Maybe my imagination is limited or our documents aren't complex enough, but are we talking about realistic written documents? I'm sure you can take a screenshot of a very complex spreadsheet and it fails, but in that case you already have the data in structured form anyway, no?
Now if someone mails or faxes you that spreadsheet? You're screwed.
Spreadsheets are not the biggest problem though, as they have a reliable 2-dimensional grid - at worst some cells will be combined. The form layouts and n-dimensional table structures you can find on medical and insurance documents are truly unhinged. I've seen documents that I struggled to interpret.
bobsmooth|4 months ago
https://chatgpt.com/share/68f5f9ba-d448-8005-86d2-c3fbae028b...
Edit: Just caught a mistake, transcribed one of the prices incorrectly.
kbumsik|4 months ago
pietz|4 months ago
kbumsik|4 months ago
Just get a DEF 14A (Annual meeting) filing of a company from SEC EDGAR.
I have seen so many mistakes when looking at the result closely.

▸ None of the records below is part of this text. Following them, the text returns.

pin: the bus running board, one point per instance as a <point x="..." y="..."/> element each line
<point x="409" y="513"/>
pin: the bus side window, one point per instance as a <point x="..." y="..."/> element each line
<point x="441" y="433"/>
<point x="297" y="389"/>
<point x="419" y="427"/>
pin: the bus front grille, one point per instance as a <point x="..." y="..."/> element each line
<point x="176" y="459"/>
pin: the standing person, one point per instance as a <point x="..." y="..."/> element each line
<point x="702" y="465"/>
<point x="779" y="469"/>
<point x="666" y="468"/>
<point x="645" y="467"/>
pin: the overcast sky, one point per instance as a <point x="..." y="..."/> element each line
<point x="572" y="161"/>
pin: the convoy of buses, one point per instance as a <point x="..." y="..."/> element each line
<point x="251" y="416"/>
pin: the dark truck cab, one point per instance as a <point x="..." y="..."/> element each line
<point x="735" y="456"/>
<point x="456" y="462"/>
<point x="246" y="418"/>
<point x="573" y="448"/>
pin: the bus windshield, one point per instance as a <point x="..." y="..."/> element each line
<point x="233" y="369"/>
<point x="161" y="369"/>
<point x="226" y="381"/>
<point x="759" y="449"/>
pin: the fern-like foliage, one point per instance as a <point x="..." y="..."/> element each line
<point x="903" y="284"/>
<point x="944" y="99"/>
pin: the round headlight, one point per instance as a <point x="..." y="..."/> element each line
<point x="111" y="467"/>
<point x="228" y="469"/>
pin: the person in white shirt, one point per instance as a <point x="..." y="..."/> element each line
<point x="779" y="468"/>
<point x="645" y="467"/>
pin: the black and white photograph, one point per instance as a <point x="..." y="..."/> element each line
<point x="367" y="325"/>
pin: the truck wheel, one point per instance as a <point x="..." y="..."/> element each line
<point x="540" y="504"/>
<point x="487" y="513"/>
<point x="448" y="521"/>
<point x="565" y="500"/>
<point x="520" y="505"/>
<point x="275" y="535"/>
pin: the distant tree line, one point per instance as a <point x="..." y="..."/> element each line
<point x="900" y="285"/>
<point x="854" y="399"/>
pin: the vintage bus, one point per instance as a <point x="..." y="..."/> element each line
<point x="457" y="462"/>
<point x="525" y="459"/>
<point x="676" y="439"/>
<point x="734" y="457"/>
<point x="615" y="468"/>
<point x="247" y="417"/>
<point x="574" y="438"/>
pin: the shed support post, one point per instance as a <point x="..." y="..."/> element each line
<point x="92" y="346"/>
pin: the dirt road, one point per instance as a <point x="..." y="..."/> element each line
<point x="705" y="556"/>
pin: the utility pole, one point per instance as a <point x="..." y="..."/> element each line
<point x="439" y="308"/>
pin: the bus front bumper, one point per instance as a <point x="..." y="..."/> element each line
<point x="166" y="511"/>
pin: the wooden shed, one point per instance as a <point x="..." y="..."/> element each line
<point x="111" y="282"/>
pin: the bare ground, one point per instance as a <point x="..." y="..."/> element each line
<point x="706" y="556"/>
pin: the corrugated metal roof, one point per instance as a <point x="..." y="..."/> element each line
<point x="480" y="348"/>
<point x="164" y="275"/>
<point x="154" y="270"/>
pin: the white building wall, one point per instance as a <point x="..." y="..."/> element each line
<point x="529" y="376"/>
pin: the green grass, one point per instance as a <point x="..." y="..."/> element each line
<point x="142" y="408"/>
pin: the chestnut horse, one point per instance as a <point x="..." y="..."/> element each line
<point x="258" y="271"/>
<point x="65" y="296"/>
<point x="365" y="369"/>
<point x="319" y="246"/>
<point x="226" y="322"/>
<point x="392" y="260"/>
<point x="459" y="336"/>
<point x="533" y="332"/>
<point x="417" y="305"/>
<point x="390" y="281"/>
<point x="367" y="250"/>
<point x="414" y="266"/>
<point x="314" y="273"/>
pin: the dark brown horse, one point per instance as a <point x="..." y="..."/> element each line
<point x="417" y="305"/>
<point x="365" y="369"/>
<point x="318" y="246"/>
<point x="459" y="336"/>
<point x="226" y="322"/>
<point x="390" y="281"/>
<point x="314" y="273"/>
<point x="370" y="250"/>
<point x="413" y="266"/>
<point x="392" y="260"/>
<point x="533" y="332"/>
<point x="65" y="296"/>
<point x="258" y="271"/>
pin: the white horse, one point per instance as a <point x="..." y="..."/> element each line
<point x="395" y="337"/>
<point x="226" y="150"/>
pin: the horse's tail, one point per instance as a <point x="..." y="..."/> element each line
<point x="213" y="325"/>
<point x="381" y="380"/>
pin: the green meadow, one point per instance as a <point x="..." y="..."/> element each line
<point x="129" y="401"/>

Here is a DEF 14A filing from Salseforce. You can print it to a PDF and then try converting.
https://www.sec.gov/Archives/edgar/data/1108524/000110852425...
daemonologist|4 months ago
Spreadsheets are not the biggest problem though, as they have a reliable 2-dimensional grid - at worst some cells will be combined. The form layouts and n-dimensional table structures you can find on medical and insurance documents are truly unhinged. I've seen documents that I struggled to interpret.